Beginning today, test results will be released once daily moving forward. Results from the past 24 hours will be posted at 11 a.m. CDT. This will allow more investigative time in between intervals, according to Burgum. The governor's daily press briefing time slot has also changed. Starting Friday, April 3, the conferences will begin at 3:30 p.m.
It's important to note that the hospitalization number reflects the cumulative total of those who currently are or who have ever been hospitalized due to the virus. Therefore, the number is not adjusted down when an individual is discharged from the hospital or dies from the virus. Likewise, the total case count is an indicator of the total positive test results recorded to date, and does not go down as people effectively recover from the virus.
During today's press conference, Burgum announced that he had expanded an Executive Order from March 27. Now school districts are able to conduct their elections via mail-in ballot only if they choose, thus eliminating the requirement to have a physical polling place.

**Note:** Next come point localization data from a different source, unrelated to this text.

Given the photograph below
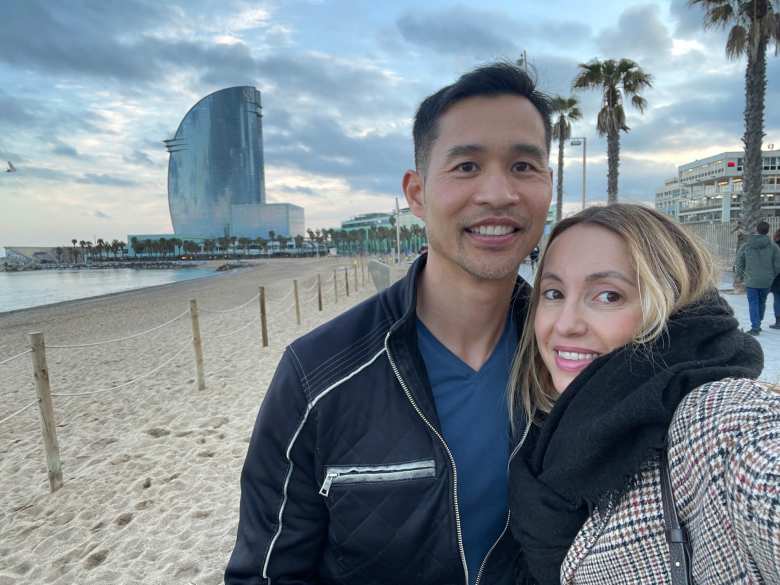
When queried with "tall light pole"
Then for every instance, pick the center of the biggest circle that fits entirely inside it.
(577, 141)
(397, 233)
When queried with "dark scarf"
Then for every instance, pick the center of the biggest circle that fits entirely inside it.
(610, 420)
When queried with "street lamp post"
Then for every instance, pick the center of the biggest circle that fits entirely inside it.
(577, 141)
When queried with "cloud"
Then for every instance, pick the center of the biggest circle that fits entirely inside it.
(461, 30)
(139, 157)
(640, 34)
(107, 180)
(63, 149)
(689, 19)
(14, 112)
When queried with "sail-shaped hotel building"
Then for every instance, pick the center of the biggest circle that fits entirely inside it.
(216, 178)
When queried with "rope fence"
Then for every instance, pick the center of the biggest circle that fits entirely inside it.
(12, 358)
(272, 315)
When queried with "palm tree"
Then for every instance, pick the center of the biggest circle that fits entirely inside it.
(567, 111)
(614, 78)
(754, 23)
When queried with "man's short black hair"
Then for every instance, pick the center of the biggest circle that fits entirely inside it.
(489, 80)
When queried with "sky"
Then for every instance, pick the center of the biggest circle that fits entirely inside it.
(89, 89)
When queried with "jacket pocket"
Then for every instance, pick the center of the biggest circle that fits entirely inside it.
(343, 474)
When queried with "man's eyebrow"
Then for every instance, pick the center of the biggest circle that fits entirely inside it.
(519, 149)
(529, 150)
(464, 150)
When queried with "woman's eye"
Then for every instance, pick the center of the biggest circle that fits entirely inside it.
(608, 297)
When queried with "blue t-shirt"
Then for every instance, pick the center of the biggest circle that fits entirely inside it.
(472, 411)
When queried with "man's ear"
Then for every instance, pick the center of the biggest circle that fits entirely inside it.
(412, 185)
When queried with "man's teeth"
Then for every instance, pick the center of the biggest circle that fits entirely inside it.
(493, 230)
(576, 356)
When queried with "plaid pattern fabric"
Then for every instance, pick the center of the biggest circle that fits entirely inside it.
(724, 458)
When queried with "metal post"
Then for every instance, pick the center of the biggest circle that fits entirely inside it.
(584, 167)
(263, 318)
(397, 233)
(48, 424)
(319, 292)
(297, 302)
(197, 344)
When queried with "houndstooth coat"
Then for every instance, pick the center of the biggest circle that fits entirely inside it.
(724, 458)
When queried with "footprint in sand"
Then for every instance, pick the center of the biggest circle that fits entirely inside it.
(124, 519)
(157, 432)
(95, 559)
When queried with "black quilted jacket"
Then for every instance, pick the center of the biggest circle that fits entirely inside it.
(348, 479)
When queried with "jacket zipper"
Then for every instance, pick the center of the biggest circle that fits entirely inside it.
(508, 514)
(458, 529)
(377, 473)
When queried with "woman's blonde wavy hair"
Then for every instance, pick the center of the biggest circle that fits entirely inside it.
(673, 269)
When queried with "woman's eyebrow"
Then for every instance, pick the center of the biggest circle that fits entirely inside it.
(609, 274)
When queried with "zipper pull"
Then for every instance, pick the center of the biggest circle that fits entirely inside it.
(325, 489)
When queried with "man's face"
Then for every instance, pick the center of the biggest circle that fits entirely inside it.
(485, 195)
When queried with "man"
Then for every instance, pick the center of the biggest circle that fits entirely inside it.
(380, 452)
(758, 262)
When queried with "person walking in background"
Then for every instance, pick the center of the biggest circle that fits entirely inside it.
(776, 287)
(758, 263)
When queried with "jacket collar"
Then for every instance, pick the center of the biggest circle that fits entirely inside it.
(400, 301)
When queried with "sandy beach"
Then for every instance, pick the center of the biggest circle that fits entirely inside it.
(151, 470)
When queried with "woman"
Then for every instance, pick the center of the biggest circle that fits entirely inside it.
(630, 354)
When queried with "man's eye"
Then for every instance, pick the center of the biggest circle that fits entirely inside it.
(609, 297)
(467, 167)
(523, 167)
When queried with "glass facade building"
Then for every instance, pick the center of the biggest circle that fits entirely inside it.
(216, 161)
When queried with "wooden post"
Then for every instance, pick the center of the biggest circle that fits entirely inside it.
(297, 302)
(263, 318)
(46, 409)
(197, 343)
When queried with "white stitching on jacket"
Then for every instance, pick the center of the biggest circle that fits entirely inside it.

The numbers of unemployment claims continue to rise greatly. Today alone 2,806 claims were filed, for a total of 30,047 claims since March 16 in the state. According to Burgum, that represents on average a year and a half worth of applications in less than three week's time.

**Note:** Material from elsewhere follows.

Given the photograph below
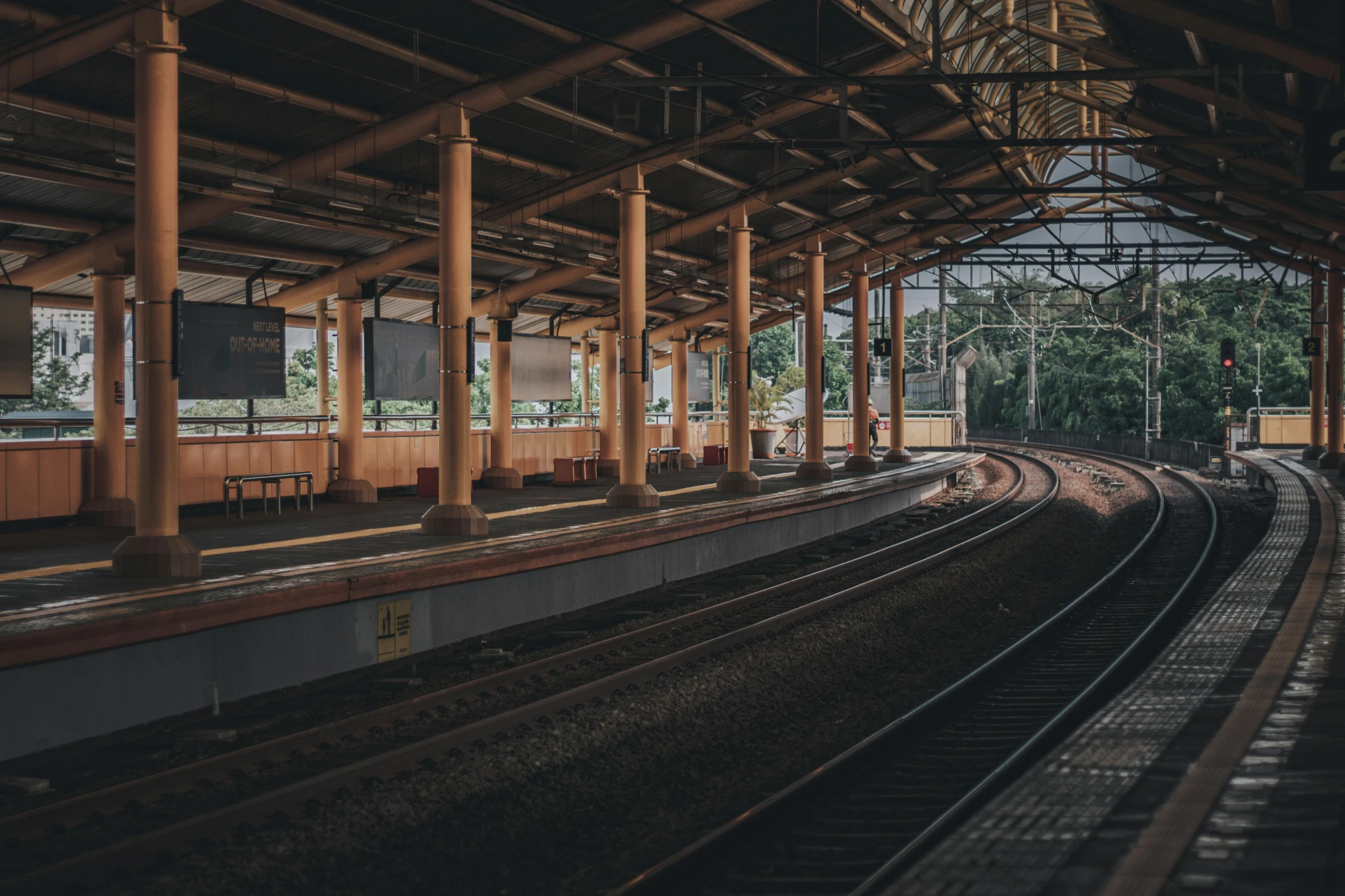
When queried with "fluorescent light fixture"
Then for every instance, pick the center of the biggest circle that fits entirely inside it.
(260, 189)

"We've never had unemployment benefits like we have right now," he said, adding that therefore it should not be surprising if the numbers continue to climb at record levels. Yesterday he filed an executive order waiving the one week waiting period for unemployment benefits for anyone who has filed claims since March 14.

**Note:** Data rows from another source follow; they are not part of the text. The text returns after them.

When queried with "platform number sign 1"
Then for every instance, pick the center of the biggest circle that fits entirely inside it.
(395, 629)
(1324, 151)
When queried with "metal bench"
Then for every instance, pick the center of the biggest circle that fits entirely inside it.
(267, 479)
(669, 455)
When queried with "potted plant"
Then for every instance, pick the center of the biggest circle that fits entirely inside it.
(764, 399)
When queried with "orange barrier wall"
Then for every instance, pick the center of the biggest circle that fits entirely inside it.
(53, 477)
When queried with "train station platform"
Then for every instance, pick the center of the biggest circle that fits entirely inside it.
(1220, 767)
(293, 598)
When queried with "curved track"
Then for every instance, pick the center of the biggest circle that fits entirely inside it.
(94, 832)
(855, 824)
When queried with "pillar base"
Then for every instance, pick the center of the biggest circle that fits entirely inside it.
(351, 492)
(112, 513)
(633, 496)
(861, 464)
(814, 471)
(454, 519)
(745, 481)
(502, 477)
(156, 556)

The conversation turned to rumors about new directives to wear masks. When asked if the state has enough masks to outfit the residents of North Dakota should there be a national order to wear masks in public, Burgum replied, "Stay at least 6 ft. away from other people, and you don't need a mask."
Burgum said he was not aware that such an order was imminent. He noted that the state does not currently have enough masks for everyone in N.D., and asked that residents save masks for the medical professionals who need them to care for patients with COVID-19.
There are no plans in place to expand business closure orders beyond what is currently in place. Burgum responded to today's question by citing that it's important for the people of North Dakota to take precautions and follow the directives currently in place. The way the virus spreads is not going to be determined by what is said in Washington D.C. or in Bismarck, he noted, but rather by the actions of people in our state. The current directives on how to stop the spread of COVID-19 are available online at https://www.cdc.gov/coronavirus/2019-ncov/prevent-getting-sick/prevention.html
N.D. represents one-third of one percent of the U.S.population. Therefore, based on current national models that predict between 100,000 and 250,000 deaths in the U.S. from COVID-19, N.D. could see up to 600 deaths. "We would find that unacceptable," Burgum concluded, reiterating that state officials were working hard to make sure that doesn't happen, and that it's important that every resident is educated on the importance of following the guidelines in order to slow the spread.